In a few years, media and communication will likely look very different. Goggle, the famous computer browser says they will soon create Google TV which would allow viewers to watch TV shows and movies through the internet on television sets. This would amount to free video over the internet. Wow! Maybe TV33 could join the internet revolution. Stay tuned.

How about this? Scientists now say that time travel would support Einstein’s general relativity equations. Okaaay. MIT researchers have published an analysis of how some of the twists and turns of real-life time travel might play out. They censor paradoxical situations. If you go back in time, you can’t kill your grandfather because, well, that would jeopardize your own existence. Perhaps the most interesting thing about this MIT study is the fact that scientists are studying it. They admit that time travel is not right around the corner.

If the Huntington Beach model spreads, public service might take a hike. That’s how one of our listeners sees it. This week, the Huntington Beach City Council approved an ordinance which would recover the cost of response to accidents and other mishaps involving non-residents. Say someone crashes a car and needs extrication. They might receive a bill later for up to $2,000. Bills would go out to non-residents for accident response, power line damage, etc. Our listener said he prefers things as they are with an umbrella of public service for all. We have to agree.

Another listener commented on Judge Brian Lamb’s public meetings this week in which he caused citizens to break up into small groups instead of one large public comment time. One man said, “I don’t like the sheep effect – herding the public.” Others called the Judge’s management of the meetings “divide and conquer” and “controlling the public.” We just report what we hear.

Those who saw the terrible video of the off-road vehicle careen into spectators in that Mojave Desert off-road race that killed eight wondered why BLM allowed no safety precautions. Why were spectators virtually on the race course? California Senators Barbara Boxer and Dianne Feinstein have officially inquired. Usually the bureaucracy can hardly wait to restrict what people do. According to an article in the LA Times, the BLM permit granted to Mojave Desert Racing did require speeding racers to stay more than 50 feet from any social group. That didn’t happen. The senators want to know how many BLM employees monitored the race.

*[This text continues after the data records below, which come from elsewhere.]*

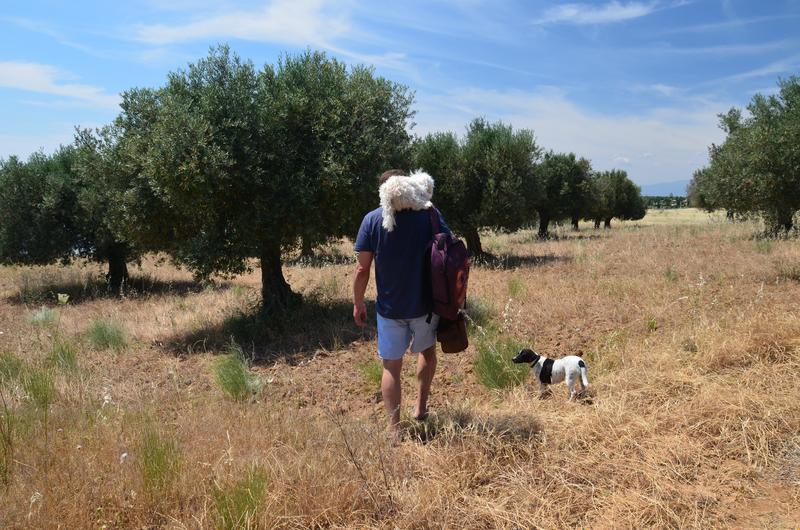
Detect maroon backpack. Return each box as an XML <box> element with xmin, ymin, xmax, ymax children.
<box><xmin>428</xmin><ymin>207</ymin><xmax>469</xmax><ymax>320</ymax></box>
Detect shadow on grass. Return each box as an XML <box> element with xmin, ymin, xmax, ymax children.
<box><xmin>6</xmin><ymin>273</ymin><xmax>222</xmax><ymax>305</ymax></box>
<box><xmin>472</xmin><ymin>253</ymin><xmax>573</xmax><ymax>269</ymax></box>
<box><xmin>404</xmin><ymin>407</ymin><xmax>542</xmax><ymax>444</ymax></box>
<box><xmin>164</xmin><ymin>297</ymin><xmax>375</xmax><ymax>364</ymax></box>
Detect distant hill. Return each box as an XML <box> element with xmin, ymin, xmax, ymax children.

How many CalPERS employees took bribes from firms that wanted the fund to invest in the California retirement fund? More than few. The LA Times confirmed that CalPERS investment staff people accepted private jet trips around the world and other luxury travel from financial firms with whom they were doing business. None of this was disclosed. At least the scandal has now gone public and will, hopefully, stop.

With the news this week that many bus routes here will shut down due to a loss of state funding, one of our listeners wrote in that the top guy should step down and save the transit authority $160,000 a year. As the little people suffer from budget brutalities, many have started to focus on the top managers in government as a way to save money and continue to provide service to the public.

With that, this is Benett Kessler signing off for Bureaucrat Beat where we await your word on our lives in the Eastern Sierra and beyond.